Rei Zulú (Eu como até ferro derretido) – Nascido em São Luiz, Maranhão, este folclórico lutador, é protagonista de inúmeras histórias por conta das décadas em que praticou o vale tudo (um cartel com mais de 250 lutas). Zulú entrava no ginásio, seguindo um ritual, que tinha início com uma volta olímpica, na qual saudava o público presente, sempre com o braço esquerdo estendido. Ao subir no ringue, o maranhense jogava-se no chão, rolava para o lado, dava cambalhotas, movimentava os ombros para frente e para trás e fazia inúmeras caretas. Zulú tinha a característica de zombar de seus adversários, acreditando sempre em sua força descomunal para vencê-los no momento que bem quisesse. Um autodidata do mundo das lutas, que sempre se disse representante do “Tarracá”; estilo criado por seu pai, que consistia basicamente em se “atracar” com o adversário, nunca teve aulas de jiu-jitsu, capoeira ou luta livre em uma academia.

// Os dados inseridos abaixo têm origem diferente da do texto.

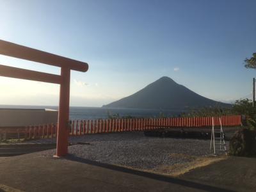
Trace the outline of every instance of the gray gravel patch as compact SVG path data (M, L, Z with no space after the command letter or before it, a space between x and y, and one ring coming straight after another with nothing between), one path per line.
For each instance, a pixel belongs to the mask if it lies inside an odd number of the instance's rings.
M147 137L143 132L92 134L70 138L70 141L90 143L70 146L68 152L76 157L138 169L151 170L211 155L208 140ZM54 153L41 152L43 156Z

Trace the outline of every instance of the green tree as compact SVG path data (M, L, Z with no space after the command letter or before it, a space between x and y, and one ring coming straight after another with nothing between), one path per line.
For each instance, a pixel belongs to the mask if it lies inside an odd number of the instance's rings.
M244 67L256 69L256 52L252 54L252 57L250 59L246 58L244 60Z

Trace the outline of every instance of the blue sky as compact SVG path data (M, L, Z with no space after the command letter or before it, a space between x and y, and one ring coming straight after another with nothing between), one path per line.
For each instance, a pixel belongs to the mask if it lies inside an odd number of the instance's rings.
M101 106L162 76L210 99L252 92L255 1L0 0L0 39L89 63L72 72L70 105ZM58 68L0 56L50 73ZM58 105L58 86L0 77L0 104Z

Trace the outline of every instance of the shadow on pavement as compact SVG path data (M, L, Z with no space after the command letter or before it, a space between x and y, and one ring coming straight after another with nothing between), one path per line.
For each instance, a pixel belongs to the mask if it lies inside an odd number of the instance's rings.
M164 175L154 174L148 172L145 172L139 170L132 170L125 167L118 166L113 164L106 164L100 162L97 162L86 159L74 156L72 154L68 154L65 157L66 159L74 161L79 163L86 163L90 165L94 165L107 169L110 169L115 171L122 172L127 173L134 174L139 176L147 177L149 179L156 179L160 181L170 182L172 184L179 184L186 187L189 187L194 189L205 190L207 191L234 191L232 190L220 188L218 187L211 186L204 184L194 182L192 181L182 180L180 179L166 177Z

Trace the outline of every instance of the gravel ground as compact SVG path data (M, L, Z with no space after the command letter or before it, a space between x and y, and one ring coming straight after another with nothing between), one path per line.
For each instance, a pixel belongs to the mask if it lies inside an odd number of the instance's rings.
M68 147L74 156L141 170L192 162L211 155L209 140L146 137L143 132L92 134L70 138L70 141L86 143ZM46 156L54 153L55 150L41 152Z

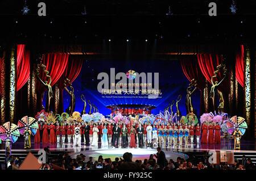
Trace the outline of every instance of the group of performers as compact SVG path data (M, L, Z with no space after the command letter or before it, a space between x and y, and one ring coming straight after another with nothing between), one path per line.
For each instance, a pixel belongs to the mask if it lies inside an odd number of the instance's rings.
M114 147L130 148L172 145L179 146L184 144L188 146L190 140L191 145L196 138L196 144L220 144L220 129L218 123L204 123L201 127L199 124L177 122L171 123L164 122L159 124L135 121L127 124L119 121L112 123L109 120L90 122L73 121L72 124L64 123L60 125L57 121L55 124L48 125L46 122L40 121L39 129L35 135L35 142L71 143L71 138L74 145L80 145L81 142L85 145L97 146L101 142L101 146L112 145ZM203 131L202 133L201 131Z

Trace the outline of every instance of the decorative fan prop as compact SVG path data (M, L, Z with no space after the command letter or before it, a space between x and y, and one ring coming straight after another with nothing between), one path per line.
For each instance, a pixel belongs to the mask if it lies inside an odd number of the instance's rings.
M234 130L238 127L242 135L243 135L247 125L243 117L234 116L226 121L226 131L230 134L233 134Z
M7 137L7 134L9 134L11 138L11 141L15 143L20 136L18 126L9 122L5 123L0 127L0 138L2 141Z
M47 113L44 110L42 110L41 111L38 112L36 115L35 116L35 118L36 119L39 119L40 118L44 118L44 120L46 120L46 116L47 116Z
M32 117L24 116L18 122L18 127L20 134L23 134L26 131L26 127L31 131L32 134L34 136L39 128L38 123L36 120Z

           Esse mesmo autor informa ter havido em São Luís do Maranhão uma “arena de lutas”, denominada de “Terreiro Tarracá”, no Bairro do João Paulo, onde era disputado um campeonato semanal de Vale Tudo, conforme se vê em “O encontro de Magapi com Rei Zulú” [16]

1997 São Luis - MA - tem uma faixa lá no João Paulo (bairro) chamando as pessoas para assistir o (pásmem!!!) semanal campeonato de vale tudo do Tarracá e dizendo que o Rei Zulú vai lutar movimentadas com uma média de 3 minutos para cada uma [...] nesse local tinha luta todo final de semana mesmo [...] Era um sábado, o local era escuro, a entrada era R$5,00 e no programa estavam confirmadas 6 lutas. O nome do local é Arena do Tarracá ou Baixada do Tarracá.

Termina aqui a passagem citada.